Le Comptoir d’escompte de Mulhouse (CEM) est déjà présent dans la région alsacienne. Mais, dès 1913, il laisse sa place à la Banque nationale de crédit (BNC) nouvellement créée. Le CEM transmet la quasi-totalité de son fonds de commerce à la BNC.
Deux pays, trois dénominations: l’agence de Strasbourg-Dôme vit au rythme de sa frontière
À la fin de la Première Guerre mondiale, Strasbourg est redevenue française et, dès avril 1919, la BNC, dans le cadre de sa politique d’extension, y ouvre une succursale (elle en ouvrira une seconde à Metz assez rapidement). Cette dernière signe donc un bail triennal renouvelable avec le Consistoire de l’Église Protestante du Temple Neuf qui est toujours propriétaire du bâtiment.
Symbole d’un environnement commercial bousculé par la guerre, les activités du CEM reprennent rapidement. Y compris dans les territoires reconquis même si le climat ambiant est particulier. En effet, la frontière franco-allemande est à nouveau redessinée mais les alternances de gouvernance des deux pays laissent des traces multiples. Il faut par exemple tout vérifier car de faux billets allemands imprimés en 1919 sont en circulation. C’est ce que demande la direction de la BNC à tous ses sièges dans son courrier de 1921 ci-contre.
D’autre part, la banque héberge jusqu’en 1938 un bureau dédié aux équipes de la Dresdnerbank afin qu’ils puissent liquider les comptes de leurs anciens clients dans ce territoire redevenu français.
En 1922, le CEM récupère son siège strasbourgeois de la rue du Dôme avant de le quitter définitivement en mai 1930 lors de la dissolution de cette dernière au profit de la BNC. La dénomination commerciale inscrite sur le fronton de la rotonde change à nouveau pour afficher celui de la Banque nationale de crédit.
Arrivée de la BNCI : la troisième banque ancêtre de BNP Paribas entre en scène
En 1932, la Banque nationale pour le commerce et l’industrie (BNCI) absorbe la BNC et donc sa succursale de Strasbourg. En 1940, les Allemands obligent la BNCI à libérer la place au profit de nouveau de la Dresdner Bank jusqu’en novembre 1944. A la Libération, la BNCI, qui participe depuis de nombreuses années à la vie économique de la région, reprend son siège strasbourgeois et sa politique d’expansion.

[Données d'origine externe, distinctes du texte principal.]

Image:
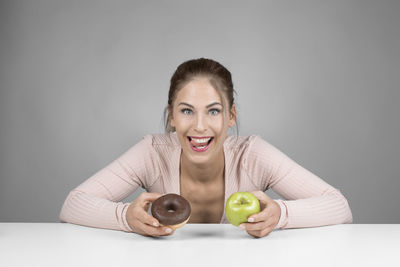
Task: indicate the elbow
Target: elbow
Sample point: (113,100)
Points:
(346,214)
(66,209)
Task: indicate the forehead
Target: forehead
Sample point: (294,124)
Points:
(198,91)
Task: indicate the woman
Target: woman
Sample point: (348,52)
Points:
(200,111)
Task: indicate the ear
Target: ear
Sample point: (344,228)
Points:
(171,118)
(232,116)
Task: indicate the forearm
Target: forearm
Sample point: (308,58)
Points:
(328,209)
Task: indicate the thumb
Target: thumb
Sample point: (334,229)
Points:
(147,198)
(262,197)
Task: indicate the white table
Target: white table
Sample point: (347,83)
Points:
(61,244)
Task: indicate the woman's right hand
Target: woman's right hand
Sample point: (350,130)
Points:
(140,221)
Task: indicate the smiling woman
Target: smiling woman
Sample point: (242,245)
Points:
(196,159)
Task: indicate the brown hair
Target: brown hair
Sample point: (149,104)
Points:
(219,77)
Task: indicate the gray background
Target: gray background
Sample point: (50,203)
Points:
(83,81)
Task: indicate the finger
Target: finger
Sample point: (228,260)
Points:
(146,218)
(155,231)
(253,226)
(262,197)
(147,198)
(259,217)
(261,233)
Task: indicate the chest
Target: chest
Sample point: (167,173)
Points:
(206,201)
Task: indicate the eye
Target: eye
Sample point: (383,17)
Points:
(184,111)
(217,111)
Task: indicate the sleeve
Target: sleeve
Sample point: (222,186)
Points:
(309,201)
(96,202)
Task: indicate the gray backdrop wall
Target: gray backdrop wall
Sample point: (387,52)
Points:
(83,81)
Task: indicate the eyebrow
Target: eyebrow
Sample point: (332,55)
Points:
(212,104)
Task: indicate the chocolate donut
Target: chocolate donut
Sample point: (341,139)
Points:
(171,210)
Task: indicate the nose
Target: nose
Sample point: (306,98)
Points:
(200,123)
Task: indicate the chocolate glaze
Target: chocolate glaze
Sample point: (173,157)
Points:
(171,209)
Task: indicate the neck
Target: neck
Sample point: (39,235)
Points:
(203,173)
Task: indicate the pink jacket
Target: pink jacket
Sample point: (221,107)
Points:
(250,164)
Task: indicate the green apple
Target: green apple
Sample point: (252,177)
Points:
(240,206)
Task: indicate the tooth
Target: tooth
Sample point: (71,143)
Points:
(201,140)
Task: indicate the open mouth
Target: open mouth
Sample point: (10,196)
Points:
(199,147)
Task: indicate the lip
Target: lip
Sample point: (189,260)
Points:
(200,150)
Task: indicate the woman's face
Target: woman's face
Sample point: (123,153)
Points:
(198,112)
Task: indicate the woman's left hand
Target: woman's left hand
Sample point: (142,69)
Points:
(264,222)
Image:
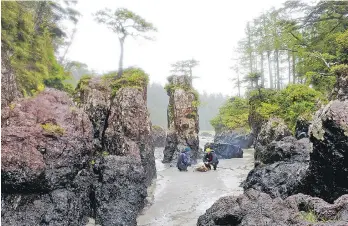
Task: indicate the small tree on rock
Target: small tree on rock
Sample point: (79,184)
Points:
(125,23)
(184,67)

Entre les deux guerres, les agences de Sélestat et Haguenau voient le jour ; suivies des sous-agences de Bischwiller, Barr, Schirmeck et Pfaffenhoffen. À partir de 1952, un nouveau bureau voit le jour au port de Strasbourg ainsi que six nouvelles agences : Mutzig, Reischoffen, Rosheim, Seltz, Soufflenheim et Soultz-sous-Forêts.

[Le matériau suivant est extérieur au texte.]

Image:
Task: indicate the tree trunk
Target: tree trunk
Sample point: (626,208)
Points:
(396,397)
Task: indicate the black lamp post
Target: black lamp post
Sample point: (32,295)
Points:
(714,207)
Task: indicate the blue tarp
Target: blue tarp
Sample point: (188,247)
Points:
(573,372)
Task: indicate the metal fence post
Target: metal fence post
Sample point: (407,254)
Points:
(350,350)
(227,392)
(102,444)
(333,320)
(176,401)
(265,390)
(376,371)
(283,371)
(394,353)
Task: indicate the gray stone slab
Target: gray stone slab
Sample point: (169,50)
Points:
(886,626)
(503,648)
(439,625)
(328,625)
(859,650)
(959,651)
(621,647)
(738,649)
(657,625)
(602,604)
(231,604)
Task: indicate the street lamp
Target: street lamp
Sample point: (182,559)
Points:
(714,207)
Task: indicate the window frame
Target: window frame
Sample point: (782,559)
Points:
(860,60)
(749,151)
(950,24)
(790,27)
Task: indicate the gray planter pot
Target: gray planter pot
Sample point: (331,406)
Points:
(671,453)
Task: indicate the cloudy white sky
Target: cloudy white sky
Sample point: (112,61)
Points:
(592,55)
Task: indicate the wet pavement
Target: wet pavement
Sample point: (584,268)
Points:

En développant rapidement son réseau d’agences bancaires, la BNCI montre qu’elle a hérité de l’énergie de ses banques ancêtres. Et ce, même si les répercussions humaines et financières des conflits successifs sont importantes. Notons par exemple, dans ce second contexte particulier d’après-guerre, que le Consistoire, toujours propriétaire des locaux, réévalue la location de son bien comme l’y autorise l’arrêté de 1945 pris par le commissaire de la République. Le loyer de la rue du Dôme augmente alors de 50 %. Un moindre mal quand on sait que, dans un premier temps, le propriétaire demandait un loyer annuel multiplié par 4 !

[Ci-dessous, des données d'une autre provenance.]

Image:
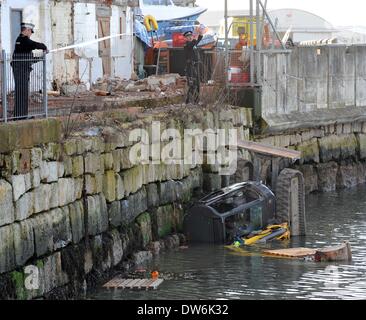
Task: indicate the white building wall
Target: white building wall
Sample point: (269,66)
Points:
(57,28)
(31,13)
(64,66)
(122,47)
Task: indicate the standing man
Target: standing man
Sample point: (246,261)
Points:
(192,66)
(22,67)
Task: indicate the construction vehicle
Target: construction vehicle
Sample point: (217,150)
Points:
(249,212)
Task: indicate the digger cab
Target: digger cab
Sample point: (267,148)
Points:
(218,217)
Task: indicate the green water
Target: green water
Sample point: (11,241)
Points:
(214,272)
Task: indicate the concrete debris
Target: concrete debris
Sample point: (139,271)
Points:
(72,89)
(157,84)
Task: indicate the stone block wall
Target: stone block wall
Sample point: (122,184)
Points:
(333,156)
(72,209)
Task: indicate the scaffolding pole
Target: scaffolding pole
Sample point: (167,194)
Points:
(251,41)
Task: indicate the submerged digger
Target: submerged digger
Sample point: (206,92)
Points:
(249,214)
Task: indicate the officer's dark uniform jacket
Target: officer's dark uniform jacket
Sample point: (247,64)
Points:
(23,60)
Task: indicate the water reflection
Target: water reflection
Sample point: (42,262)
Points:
(218,273)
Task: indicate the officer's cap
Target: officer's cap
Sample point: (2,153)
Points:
(28,26)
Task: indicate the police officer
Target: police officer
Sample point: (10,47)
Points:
(192,66)
(22,67)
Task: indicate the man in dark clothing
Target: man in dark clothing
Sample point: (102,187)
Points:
(22,67)
(192,67)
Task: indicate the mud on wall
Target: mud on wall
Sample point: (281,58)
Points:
(76,208)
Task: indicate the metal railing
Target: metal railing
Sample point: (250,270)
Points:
(23,86)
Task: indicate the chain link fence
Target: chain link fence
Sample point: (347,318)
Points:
(23,86)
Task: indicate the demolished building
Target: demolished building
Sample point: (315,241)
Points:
(61,23)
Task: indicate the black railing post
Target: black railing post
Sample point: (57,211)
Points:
(3,85)
(45,97)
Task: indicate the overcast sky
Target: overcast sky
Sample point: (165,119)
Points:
(337,12)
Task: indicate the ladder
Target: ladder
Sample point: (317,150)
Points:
(162,60)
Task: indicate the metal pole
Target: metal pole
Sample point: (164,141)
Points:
(258,43)
(251,41)
(3,89)
(271,23)
(45,97)
(226,43)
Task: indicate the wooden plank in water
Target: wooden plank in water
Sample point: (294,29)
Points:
(140,283)
(119,283)
(291,253)
(269,150)
(132,284)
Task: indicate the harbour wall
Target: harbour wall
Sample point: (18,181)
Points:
(72,209)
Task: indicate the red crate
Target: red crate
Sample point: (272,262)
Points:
(179,40)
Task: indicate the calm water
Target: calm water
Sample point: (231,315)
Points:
(214,272)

L’architecture comme reflet de l’évolution de l’image de la banque
En 1958, Strasbourg subit un violent orage en juillet puis un ouragan en août. Le logement du directeur de la succursale est endommagé et il faut agir vite pour le rendre vivable. Le directeur trouve en urgence des couvreurs et 8 000 tuiles pour remettre en état le toit de son logement. La banque présente la facture au propriétaire qui refuse de prendre en charge les travaux ! S’ensuit un contentieux qui durera jusqu’en 1960.
La BNCI projette de réaliser des travaux de réfection dès 1958. Une rénovation qui a pour enjeu d’effacer les traces de deux guerres mondiales. Mais aussi de témoigner d’un nouveau style de vie naissant à travers les agences bancaires.
En mai 1960, la banque obtient l’accord du Consistoire pour réaliser les travaux. Avec les événements climatiques de 1958, la pluie est entrée derrière les revêtements des façades. C’est une double occasion de revoir l’architecture du bâtiment. La mode est aux lignes épurées et à un espace intérieur ouvert. La façade est alors recouverte d’un parement sur la totalité du premier étage. Les pierres de taille et les sculptures d’origine disparaissent.
Les travaux donnent lieu à une situation surprenante : l’épicerie Klein est mitoyenne de l’agence. La BNCI occupe deux de ses caves depuis le 23 novembre 1944 et fourni le chauffage de l’épicerie. C’est donc pour « conserver de bonnes relations de voisinage » que la BNCI décide de prendre à son entière charge les 220 000 francs de rénovation du chauffage (soit 429 000 euros actuels).
Une réhabilitation pour redonner vie à la façade originelle
Au-delà des travaux courants de réhabilitation et de modernisation de la succursale, il faut attendre les années 2010 pour qu’un nouveau chantier d’ampleur de réhabilitation et de restauration se dessine.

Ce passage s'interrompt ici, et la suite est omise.